2. Yargıtay (Kapatılan) 16. Hukuk Dairesinin 03.03.2015 tarihli ve 2015/3658 Esas, 2015/1663 Karar sayılı kararıyla; “Dava konusu taşınmaz, öncesinde tarafların ortak murisi ...'ya aitken ölümüyle tüm mirasçılarına kaldığı gerekçe gösterilmek suretiyle tespit ve tescil edilmiş, davacı taraf taksim, takas ve fiili durum iddiasına dayanarak dava açmış, Mahkemece davacı iddiaları yerinde görülerek yazılı şekilde karar verilmiştir. Taşınmazın öncesinin tarafların ortak murisi ...'ya ait olduğu uyuşmazlık konusu değildir. Uyuşmazlık, ...'nın ölümünden sonra terekesinin yasal mirasçıları arasında yöntemine uygun şekilde paylaşılıp paylaşılmadığı, paylaşıldıysa çekişmeli taşınmazın kimin payına kaldığı veya takasa konu edilip edilmediği noktasında toplanmaktadır. Mahkemece keşif sırasında dinlenen sadece bir yerel bilirkişinin, maddi olaylara dayanmayan ve soyut nitelikteki beyanlarına değer verilmek suretiyle karar verilmişse de yapılan araştırma bu itibarla hüküm vermeye yeterli değildir. Hal böyle olunca doğru sonuca ulaşabilmek için öncelikle tarafların kök miras bırakanı ...'nın terekesine dahil tüm taşınmazlara ilişkin kadastro tutanakları ile kesinleşmiş olanların tapu kayıtları getirtilmeli, iddia ve savunmalarına ilişkin taraflara tanık bildirme imkanı verilmeli, bundan sonra mahallinde taşınmazı iyi bilen, yaşlı, tarafsız ve önceki yerel bilirkişilerin dışında 3 kişilik yerel bilirkişi kurulu ve taraf tanıklarının katılımı ile yeniden keşif yapılmalı, keşif sırasında bilirkişi ve tanıklardan, tarafların kök miras bırakanı ...'nın terekesine dahil taşınmazların mirasçılar arasında paylaşılıp paylaşılmadığı, paylaşıldıysa hangi tarihte paylaşıldığı, bu paylaşımın bozulup bozulmadığı, paylaşımda hangi taşınmazın kime düştüğü ve bunların akıbetlerinin ne olduğu hususunda olaylara dayalı bilgi alınmalı, bilirkişi ve tanık beyanları getirtilen kadastro tutanakları ile denetlenmeli, yine çekişmeli taşınmazın paylaşmaya tabi tutulduysa kime kaldığı, paylaşma tarihinden sonra taşınmazın kim tarafından hangi süreyle ve ne şekilde kullanıldığı belirlenmeli, beyanlar arasında çıkabilecek çelişkiler gerektiğinde yüzleştirme yapılarak giderilmeye çalışılmalı, bundan sonra tüm deliller birlikte değerlendirilerek sonucuna göre hüküm kurulmalıdır...” gerekçesiyle karar bozulmuştur.
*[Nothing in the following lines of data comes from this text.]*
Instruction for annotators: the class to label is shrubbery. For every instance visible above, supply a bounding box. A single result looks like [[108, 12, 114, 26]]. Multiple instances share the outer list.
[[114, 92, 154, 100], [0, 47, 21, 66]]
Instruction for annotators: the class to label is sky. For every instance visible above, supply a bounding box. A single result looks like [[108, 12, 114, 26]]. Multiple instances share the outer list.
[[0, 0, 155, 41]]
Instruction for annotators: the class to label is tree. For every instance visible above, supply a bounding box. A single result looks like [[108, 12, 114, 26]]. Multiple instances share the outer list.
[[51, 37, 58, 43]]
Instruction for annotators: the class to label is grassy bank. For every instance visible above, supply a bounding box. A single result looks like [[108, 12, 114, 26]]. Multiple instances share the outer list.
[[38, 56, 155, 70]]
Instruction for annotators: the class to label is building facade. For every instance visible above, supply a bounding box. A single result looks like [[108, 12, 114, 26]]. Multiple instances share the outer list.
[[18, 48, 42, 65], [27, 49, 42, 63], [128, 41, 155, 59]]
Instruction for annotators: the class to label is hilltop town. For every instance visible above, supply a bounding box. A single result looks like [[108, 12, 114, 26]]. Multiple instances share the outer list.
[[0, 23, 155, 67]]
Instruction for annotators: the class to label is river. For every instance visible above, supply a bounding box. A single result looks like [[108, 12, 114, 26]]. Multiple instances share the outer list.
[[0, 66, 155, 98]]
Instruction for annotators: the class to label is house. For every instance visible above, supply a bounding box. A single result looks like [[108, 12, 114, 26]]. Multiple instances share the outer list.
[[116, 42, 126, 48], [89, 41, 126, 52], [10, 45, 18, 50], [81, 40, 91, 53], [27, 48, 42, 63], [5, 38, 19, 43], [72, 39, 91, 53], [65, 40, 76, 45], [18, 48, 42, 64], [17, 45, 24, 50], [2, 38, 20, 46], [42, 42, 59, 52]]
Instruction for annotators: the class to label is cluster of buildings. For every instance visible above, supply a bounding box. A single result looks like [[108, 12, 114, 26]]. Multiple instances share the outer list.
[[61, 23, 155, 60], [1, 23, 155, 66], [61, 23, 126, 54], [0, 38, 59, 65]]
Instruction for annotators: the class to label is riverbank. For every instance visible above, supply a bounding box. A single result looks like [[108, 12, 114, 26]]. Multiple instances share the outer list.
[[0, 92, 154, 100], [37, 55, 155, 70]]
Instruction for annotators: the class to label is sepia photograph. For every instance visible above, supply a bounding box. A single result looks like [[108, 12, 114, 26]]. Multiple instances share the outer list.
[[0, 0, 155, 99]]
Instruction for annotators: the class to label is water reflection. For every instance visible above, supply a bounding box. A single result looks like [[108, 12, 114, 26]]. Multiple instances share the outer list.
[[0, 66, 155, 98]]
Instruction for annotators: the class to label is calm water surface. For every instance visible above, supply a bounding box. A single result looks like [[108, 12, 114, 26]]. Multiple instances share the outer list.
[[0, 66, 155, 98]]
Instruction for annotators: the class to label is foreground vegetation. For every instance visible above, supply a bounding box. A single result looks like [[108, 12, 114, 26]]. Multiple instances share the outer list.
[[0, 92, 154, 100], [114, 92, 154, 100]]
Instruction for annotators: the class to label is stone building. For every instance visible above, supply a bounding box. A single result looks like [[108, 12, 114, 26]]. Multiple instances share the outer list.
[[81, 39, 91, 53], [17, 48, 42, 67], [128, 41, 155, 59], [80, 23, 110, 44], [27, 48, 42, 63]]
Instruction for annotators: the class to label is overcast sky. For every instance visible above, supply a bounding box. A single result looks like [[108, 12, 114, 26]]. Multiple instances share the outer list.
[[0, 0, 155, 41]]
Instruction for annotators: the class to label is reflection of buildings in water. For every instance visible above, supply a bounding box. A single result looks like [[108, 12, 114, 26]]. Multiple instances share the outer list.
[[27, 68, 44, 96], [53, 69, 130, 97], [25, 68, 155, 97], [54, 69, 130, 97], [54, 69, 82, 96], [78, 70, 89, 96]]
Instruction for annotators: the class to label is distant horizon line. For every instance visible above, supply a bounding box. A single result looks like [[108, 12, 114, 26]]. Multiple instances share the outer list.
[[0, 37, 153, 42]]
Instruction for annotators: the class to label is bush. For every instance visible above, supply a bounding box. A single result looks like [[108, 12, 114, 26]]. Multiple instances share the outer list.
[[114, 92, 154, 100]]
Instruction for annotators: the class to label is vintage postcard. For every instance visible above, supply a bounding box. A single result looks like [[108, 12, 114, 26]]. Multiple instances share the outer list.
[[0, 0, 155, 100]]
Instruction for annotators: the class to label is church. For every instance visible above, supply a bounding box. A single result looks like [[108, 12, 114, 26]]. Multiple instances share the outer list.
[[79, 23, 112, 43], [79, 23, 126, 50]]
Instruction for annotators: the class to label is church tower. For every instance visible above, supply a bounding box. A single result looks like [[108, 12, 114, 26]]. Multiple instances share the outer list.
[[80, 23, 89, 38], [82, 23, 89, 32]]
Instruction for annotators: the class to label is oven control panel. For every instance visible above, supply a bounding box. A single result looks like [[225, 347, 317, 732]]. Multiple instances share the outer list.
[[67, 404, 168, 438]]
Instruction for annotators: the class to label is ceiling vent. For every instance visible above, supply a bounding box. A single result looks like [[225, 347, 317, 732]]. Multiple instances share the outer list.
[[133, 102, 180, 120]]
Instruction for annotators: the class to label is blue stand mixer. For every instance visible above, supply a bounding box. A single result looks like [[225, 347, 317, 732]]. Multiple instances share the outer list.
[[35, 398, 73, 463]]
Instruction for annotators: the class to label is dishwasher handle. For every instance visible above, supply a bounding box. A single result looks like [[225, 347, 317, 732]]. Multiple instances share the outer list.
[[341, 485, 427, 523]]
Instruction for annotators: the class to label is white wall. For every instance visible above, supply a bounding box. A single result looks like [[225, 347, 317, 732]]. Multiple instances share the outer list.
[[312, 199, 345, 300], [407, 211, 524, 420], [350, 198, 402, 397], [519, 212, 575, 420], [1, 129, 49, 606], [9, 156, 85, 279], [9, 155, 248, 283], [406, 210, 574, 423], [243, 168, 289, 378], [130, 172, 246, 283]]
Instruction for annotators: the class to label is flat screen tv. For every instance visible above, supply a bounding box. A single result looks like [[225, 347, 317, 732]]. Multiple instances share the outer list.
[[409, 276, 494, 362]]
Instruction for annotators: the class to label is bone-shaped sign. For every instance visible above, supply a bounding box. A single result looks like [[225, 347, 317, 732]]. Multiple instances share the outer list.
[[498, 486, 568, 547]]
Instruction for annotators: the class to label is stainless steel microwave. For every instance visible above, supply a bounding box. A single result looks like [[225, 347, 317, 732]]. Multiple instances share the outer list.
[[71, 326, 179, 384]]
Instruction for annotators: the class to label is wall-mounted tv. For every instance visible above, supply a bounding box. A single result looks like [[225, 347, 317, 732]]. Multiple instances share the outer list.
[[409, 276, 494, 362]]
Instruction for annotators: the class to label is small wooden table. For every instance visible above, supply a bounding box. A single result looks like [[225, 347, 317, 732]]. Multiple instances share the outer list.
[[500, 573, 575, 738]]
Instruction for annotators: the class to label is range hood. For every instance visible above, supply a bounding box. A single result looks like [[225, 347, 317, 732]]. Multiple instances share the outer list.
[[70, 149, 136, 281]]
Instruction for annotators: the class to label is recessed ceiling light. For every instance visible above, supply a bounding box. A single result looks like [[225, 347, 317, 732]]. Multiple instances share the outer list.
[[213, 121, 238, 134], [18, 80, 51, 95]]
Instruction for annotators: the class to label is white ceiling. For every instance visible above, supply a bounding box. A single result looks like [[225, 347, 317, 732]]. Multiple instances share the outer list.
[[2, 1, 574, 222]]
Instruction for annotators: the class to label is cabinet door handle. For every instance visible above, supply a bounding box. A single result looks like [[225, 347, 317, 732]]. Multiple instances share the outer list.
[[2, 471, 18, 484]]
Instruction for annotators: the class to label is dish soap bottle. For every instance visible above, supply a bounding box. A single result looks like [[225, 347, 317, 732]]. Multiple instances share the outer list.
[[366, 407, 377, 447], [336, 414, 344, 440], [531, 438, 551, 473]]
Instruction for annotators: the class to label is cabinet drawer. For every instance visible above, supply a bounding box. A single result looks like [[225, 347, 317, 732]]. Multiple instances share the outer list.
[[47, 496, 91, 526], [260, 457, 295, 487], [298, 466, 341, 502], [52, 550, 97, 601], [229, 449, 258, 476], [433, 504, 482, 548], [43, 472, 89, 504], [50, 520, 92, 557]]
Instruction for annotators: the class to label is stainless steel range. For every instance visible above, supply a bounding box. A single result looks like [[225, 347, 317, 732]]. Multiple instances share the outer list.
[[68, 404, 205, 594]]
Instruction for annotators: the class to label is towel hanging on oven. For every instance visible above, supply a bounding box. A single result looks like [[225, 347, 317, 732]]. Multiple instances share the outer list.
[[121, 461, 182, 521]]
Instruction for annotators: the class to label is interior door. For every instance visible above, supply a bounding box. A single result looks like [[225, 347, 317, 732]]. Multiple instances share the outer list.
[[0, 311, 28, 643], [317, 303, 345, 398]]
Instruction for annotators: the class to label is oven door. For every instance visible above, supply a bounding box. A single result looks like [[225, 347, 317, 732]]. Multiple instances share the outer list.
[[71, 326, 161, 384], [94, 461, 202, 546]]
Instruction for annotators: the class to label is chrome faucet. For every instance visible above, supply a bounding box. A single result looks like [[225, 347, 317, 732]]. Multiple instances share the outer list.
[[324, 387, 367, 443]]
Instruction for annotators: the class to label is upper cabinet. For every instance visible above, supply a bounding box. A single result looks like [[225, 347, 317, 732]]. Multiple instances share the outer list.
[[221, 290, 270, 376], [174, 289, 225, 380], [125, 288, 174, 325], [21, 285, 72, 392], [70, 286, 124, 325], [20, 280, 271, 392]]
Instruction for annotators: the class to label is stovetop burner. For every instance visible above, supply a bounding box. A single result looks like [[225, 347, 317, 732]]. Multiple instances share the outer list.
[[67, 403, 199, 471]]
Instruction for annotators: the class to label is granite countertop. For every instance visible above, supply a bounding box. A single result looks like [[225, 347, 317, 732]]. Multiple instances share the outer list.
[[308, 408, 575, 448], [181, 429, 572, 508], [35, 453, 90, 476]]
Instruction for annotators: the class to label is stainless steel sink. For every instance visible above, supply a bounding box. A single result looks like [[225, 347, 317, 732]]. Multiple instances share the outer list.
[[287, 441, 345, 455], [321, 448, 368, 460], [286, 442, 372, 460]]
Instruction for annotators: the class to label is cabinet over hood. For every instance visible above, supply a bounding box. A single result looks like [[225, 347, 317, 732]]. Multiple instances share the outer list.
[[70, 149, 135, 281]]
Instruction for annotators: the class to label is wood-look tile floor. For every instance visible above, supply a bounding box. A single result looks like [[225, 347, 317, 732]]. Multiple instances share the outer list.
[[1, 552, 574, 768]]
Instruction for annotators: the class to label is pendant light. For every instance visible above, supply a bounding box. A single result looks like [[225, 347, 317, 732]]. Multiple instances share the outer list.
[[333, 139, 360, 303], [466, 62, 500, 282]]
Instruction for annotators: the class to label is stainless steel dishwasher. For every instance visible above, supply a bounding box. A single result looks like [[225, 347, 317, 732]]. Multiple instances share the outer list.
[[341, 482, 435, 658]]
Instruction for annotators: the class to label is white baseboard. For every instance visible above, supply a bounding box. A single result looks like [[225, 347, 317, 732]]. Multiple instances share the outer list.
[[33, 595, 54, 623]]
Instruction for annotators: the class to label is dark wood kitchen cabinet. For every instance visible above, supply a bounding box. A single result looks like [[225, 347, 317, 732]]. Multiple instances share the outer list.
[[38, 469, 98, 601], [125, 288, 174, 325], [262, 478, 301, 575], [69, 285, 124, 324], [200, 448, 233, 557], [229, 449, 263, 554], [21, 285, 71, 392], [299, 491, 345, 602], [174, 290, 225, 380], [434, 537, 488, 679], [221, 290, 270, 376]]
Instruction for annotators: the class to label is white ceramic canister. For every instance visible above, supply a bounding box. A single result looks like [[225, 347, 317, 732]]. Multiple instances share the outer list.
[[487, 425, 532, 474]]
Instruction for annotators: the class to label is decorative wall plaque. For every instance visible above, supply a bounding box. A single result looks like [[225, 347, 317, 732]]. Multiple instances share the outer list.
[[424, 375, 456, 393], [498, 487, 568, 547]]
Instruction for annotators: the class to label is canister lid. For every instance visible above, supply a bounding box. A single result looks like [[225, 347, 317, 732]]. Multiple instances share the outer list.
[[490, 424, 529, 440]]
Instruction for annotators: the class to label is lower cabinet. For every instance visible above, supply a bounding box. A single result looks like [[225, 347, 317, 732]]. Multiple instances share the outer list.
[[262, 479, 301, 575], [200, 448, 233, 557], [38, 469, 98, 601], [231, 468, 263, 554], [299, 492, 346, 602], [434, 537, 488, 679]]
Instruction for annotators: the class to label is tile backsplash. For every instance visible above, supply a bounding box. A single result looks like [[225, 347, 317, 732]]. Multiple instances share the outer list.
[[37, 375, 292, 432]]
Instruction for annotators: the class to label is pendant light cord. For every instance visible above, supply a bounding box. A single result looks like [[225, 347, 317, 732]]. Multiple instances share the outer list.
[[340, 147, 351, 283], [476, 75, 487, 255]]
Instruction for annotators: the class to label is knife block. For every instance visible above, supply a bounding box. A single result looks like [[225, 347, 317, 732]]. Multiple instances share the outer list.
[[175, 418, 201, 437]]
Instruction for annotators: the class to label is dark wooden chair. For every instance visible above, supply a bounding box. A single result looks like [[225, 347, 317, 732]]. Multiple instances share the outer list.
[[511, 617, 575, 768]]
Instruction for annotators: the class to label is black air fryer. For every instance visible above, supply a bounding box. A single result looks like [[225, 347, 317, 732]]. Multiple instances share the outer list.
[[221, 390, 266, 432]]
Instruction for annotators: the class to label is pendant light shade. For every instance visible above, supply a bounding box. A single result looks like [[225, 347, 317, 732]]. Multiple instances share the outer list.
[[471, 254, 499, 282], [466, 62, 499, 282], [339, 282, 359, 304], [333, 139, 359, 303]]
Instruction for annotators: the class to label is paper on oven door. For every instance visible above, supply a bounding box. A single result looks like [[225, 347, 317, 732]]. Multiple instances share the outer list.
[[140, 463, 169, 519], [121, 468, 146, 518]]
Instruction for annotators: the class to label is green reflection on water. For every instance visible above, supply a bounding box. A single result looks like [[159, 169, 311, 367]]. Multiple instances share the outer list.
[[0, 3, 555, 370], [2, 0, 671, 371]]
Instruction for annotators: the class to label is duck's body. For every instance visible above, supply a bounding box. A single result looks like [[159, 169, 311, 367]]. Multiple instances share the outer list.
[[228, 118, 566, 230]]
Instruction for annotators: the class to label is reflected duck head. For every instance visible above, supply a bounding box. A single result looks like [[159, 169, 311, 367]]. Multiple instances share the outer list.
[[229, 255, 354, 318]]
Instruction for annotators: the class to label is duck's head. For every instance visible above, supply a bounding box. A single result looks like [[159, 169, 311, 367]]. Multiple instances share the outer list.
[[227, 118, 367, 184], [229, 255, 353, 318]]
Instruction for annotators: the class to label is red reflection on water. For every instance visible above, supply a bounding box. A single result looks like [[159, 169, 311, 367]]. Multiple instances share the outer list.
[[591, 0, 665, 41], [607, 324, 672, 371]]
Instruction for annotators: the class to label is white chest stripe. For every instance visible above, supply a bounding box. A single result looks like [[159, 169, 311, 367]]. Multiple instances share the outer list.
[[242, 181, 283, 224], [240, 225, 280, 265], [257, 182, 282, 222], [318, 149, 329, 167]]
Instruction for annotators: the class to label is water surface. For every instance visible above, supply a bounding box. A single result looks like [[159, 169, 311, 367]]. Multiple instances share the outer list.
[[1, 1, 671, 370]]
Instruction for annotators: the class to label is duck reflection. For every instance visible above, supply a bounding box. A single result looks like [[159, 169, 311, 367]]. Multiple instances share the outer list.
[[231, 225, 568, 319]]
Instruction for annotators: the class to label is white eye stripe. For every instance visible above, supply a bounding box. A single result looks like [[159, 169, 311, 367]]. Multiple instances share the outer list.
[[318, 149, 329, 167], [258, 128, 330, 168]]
B. Mahkemesince Bozmaya Uyularak Verilen Karar
Pazar (Rize) 1. Asliye Hukuk Mahkemesinin 25.03.2021 tarihli ve 2015/605 Esas, 2021/296 Karar sayılı kararıyla; dava konusu taşınmazın kök muris ...’dan kaldığı, ancak davacılarca dava konusu edilen kısmın taksim sonucu kendilerine kaldığı iddiasının ispat edilemediği gerekçesiyle davanın reddine karar verilmiştir.
V. TEMYİZ
A. Temyiz Yoluna Başvuranlar
Mahkemenin yukarıda belirtilen kararına karşı süresi içinde davacılar vekili temyiz isteminde bulunmuştur.
B. Temyiz Sebepleri
Davacılar vekili temyiz dilekçesinde özetle; kararın usul ve yasaya aykırı olduğunu, mahalli bilirkişi ve tanıkların taşınmazda dava konusu edilen alanın paylaşım nedeniyle davacıların murisine kaldığını beyan ettiklerini, dava konusu edilen kısımda bulunan evin kullanımının da davacıların murisinde ve davacılarda olduğunu, uzun süreli kullanımın da taksime karine teşkil ettiğini, taşınmaz üzerindeki evin davacılar tarafından uzun yıllardır ihtilafsız kullanılması ve etrafının çitle çevrili olmasının taksimin varlığını gösterdiğini, davanın kabulüne karar verilmesi gerektiğini belirterek kararın bozulmasını istemiştir.
C. Gerekçe
1. Uyuşmazlık ve Hukuki Nitelendirme
Dava, kadastro öncesi hukuki nedene dayalı tapu iptali ve tescil istemine ilişkindir.
2. İlgili Hukuk
3402 sayılı Kadastro Kanunu'nun 14. maddesi,
4721 sayılı Türk Medeni Kanunu'nun (TMK) 713. maddesi.
3. Değerlendirme
1. Temyiz olunan nihai kararların bozulması 6100 sayılı HMK'nın geçici 3/2. maddesinin yollamasıyla 1086 sayılı HUMK'un uygulanacağı davalar yönünden HUMK'un 428. maddesinde yer alan sebeplerden birinin varlığı hâlinde mümkündür.
2. Kadastro sonucu, Rize ili, .... ilçesi, .... (.....) Mahallesi çalışma alanında bulunan 102 ada 49 parsel sayılı 1.922,72 metrekare yüz ölçümündeki taşınmaz, vergi kaydı, kazandırıcı zamanaşımı zilyetliği, paylaşma ve miras yoluyla gelen hak nedeniyle tarafların ortak murisi olan ...'nın mirasçıları adına tespit ve tescil edilmiştir.
3. Temyizen incelenen kararın bozmaya uygun olduğu, kararda ve kararın gerekçesinde hukuk kurallarının somut olaya uygulanmasında bir isabetsizlik bulunmadığı, bozmaya uyulmakla karşı taraf yararına kazanılmış hak durumunu oluşturan yönlerin ise yeniden incelenmesine hukukça imkân bulunmadığı anlaşılmakla; temyiz dilekçesinde ileri sürülen nedenler kararın bozulmasını gerektirecek nitelikte görülmemiştir.
VI. KARAR
Açıklanan sebeplerle;
Davacılar vekilinin yerinde görülmeyen tüm temyiz itirazlarının reddi ile usul ve kanuna ve bozma kararının gerekçelerine uygun olan kararın ONANMASINA,
Aşağıda yazılı 368,30 TL bakiye onama harcının temyiz eden davacılardan alınmasına,
Dosyanın Mahkemesine gönderilmesine,
1086 sayılı HUMK'un 440/III-1. maddesi uyarınca karar düzeltme yolu kapalı olmak üzere,
23.12.2024 tarihinde oy birliği ile karar verildi.